Behavioral Health Investments

  • $14.33 million GFS ($24.41 million total) to enhance two reimbursement rates paid to 90- and 180-day involuntary civil commitment bed providers. The first is a rate enhancement of $500 per day for involuntary services for complex, difficult-to-place individuals with extensive needs.
  • $135 million GFS/total to support operations at Olympic Heritage Behavioral Health (formerly Cascade Hospital) and add 72 inpatient psychiatric beds for civil conversion patients currently at Western State Hospital.
  • $20 million GFS/total to fund the UW Behavioral Health Teaching Facility operation of 75 long-term behavioral health beds.
  • $1.65 million GFS ($1.9 million total) to increase support of youth stabilization teams in the state’s crisis system.
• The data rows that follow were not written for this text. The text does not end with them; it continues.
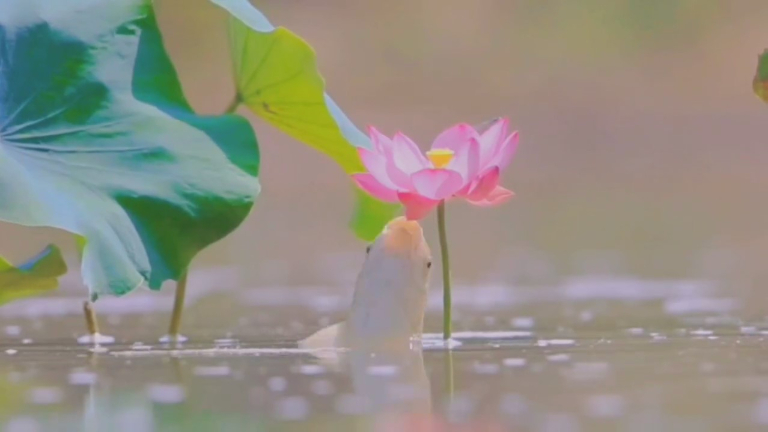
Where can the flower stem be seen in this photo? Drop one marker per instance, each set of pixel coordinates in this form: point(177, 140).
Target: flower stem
point(90, 318)
point(233, 105)
point(178, 305)
point(446, 271)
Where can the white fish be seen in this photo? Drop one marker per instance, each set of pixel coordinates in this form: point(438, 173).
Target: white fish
point(390, 294)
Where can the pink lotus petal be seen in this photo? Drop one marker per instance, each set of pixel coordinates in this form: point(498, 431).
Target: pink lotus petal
point(400, 179)
point(491, 141)
point(488, 181)
point(466, 161)
point(506, 152)
point(496, 197)
point(368, 183)
point(455, 137)
point(377, 166)
point(380, 141)
point(406, 155)
point(436, 183)
point(416, 206)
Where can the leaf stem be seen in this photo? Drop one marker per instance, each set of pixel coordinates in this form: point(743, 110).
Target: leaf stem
point(446, 271)
point(90, 318)
point(233, 105)
point(178, 305)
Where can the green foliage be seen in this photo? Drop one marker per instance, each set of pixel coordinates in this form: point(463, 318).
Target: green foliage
point(276, 77)
point(760, 81)
point(97, 138)
point(37, 276)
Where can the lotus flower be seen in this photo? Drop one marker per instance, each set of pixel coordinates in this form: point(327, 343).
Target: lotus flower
point(462, 163)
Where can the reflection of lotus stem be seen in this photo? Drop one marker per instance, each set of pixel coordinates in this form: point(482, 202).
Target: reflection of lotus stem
point(449, 373)
point(178, 305)
point(90, 318)
point(446, 271)
point(233, 105)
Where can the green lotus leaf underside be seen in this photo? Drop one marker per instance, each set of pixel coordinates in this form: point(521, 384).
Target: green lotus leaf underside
point(277, 78)
point(97, 138)
point(37, 276)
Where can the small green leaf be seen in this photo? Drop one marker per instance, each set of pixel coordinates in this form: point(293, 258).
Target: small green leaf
point(277, 79)
point(97, 138)
point(37, 276)
point(760, 81)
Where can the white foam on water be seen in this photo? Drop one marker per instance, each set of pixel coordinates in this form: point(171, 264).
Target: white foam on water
point(292, 408)
point(514, 362)
point(382, 370)
point(22, 424)
point(605, 406)
point(351, 404)
point(309, 369)
point(45, 395)
point(96, 338)
point(558, 358)
point(522, 322)
point(79, 377)
point(322, 387)
point(222, 352)
point(485, 368)
point(167, 339)
point(222, 370)
point(166, 394)
point(277, 384)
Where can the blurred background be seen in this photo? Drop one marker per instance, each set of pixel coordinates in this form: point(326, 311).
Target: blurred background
point(627, 276)
point(642, 151)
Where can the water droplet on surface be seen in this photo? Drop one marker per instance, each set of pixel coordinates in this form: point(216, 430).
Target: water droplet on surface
point(292, 408)
point(166, 394)
point(222, 370)
point(514, 362)
point(277, 384)
point(44, 395)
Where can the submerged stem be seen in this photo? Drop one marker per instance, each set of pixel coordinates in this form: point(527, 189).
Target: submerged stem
point(446, 271)
point(178, 305)
point(90, 318)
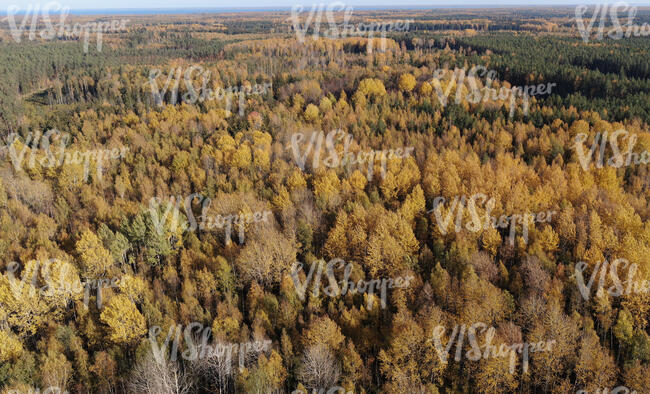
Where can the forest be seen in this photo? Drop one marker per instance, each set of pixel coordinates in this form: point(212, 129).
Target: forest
point(208, 204)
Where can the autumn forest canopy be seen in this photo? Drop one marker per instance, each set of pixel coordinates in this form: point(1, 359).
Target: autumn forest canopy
point(236, 203)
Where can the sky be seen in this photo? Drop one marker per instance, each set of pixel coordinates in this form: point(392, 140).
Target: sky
point(204, 4)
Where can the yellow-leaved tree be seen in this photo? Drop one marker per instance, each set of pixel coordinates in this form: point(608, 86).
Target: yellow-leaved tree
point(125, 322)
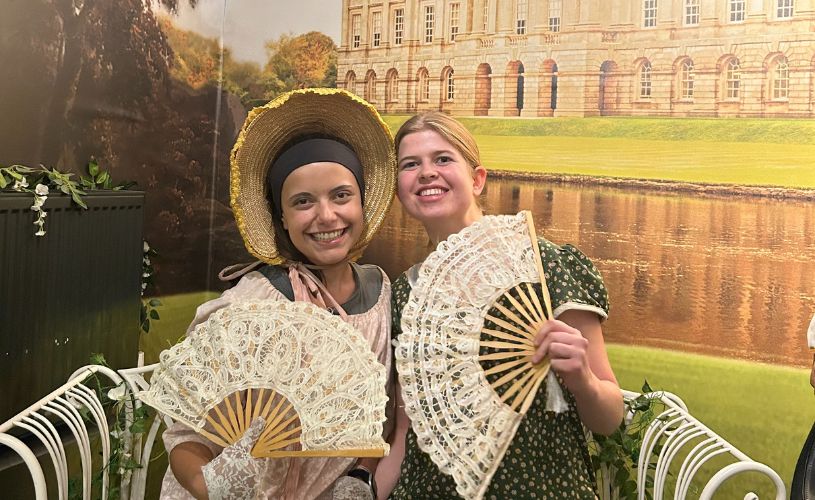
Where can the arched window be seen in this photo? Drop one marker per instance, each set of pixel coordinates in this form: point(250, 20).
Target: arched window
point(521, 11)
point(392, 87)
point(780, 79)
point(351, 82)
point(645, 80)
point(649, 13)
point(448, 84)
point(737, 10)
point(784, 9)
point(691, 12)
point(370, 86)
point(423, 88)
point(732, 79)
point(686, 79)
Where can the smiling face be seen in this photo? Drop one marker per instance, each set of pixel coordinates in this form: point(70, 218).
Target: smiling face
point(322, 212)
point(436, 185)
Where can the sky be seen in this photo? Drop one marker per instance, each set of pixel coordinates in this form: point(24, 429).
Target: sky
point(250, 23)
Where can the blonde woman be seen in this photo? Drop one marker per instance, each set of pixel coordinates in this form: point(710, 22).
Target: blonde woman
point(440, 177)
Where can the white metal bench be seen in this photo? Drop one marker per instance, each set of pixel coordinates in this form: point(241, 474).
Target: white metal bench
point(676, 444)
point(63, 408)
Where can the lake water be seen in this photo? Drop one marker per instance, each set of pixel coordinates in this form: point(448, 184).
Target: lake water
point(726, 276)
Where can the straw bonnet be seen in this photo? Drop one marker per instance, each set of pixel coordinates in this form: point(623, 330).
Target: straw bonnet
point(329, 112)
Support is also included for rural crisis stabilization and withdrawal management facilities.

Workforce Investments

  • $12.8 million total for the creation of a family medicine graduate medical education directed payment program through the Family Medicine Residency Network to supplement family medicine provider graduate medical education.
  • $3.17 million GFS/total for project management teams to implement improvements to reduce the amount of time it takes to complete the health care licensing process.
  • $426,000 GFS/total to help recruit and train a health care professional workforce in rural and urban underserved areas.

Other Health Care Investments

  • $71.04 million GFS/total for non-citizen Apple Health (Medicaid look-alike) coverage expansion beginning July 1, 2024. This is estimated to cover up to 15,000 of the over 100,000 eligible adults.
  • $2.4 million GFS ($5.3 million total) to align eligibility requirements for pregnant people and children at 210% of the federal poverty level, update maternity support services and create a post-delivery transitional care program for people with substance use disorder.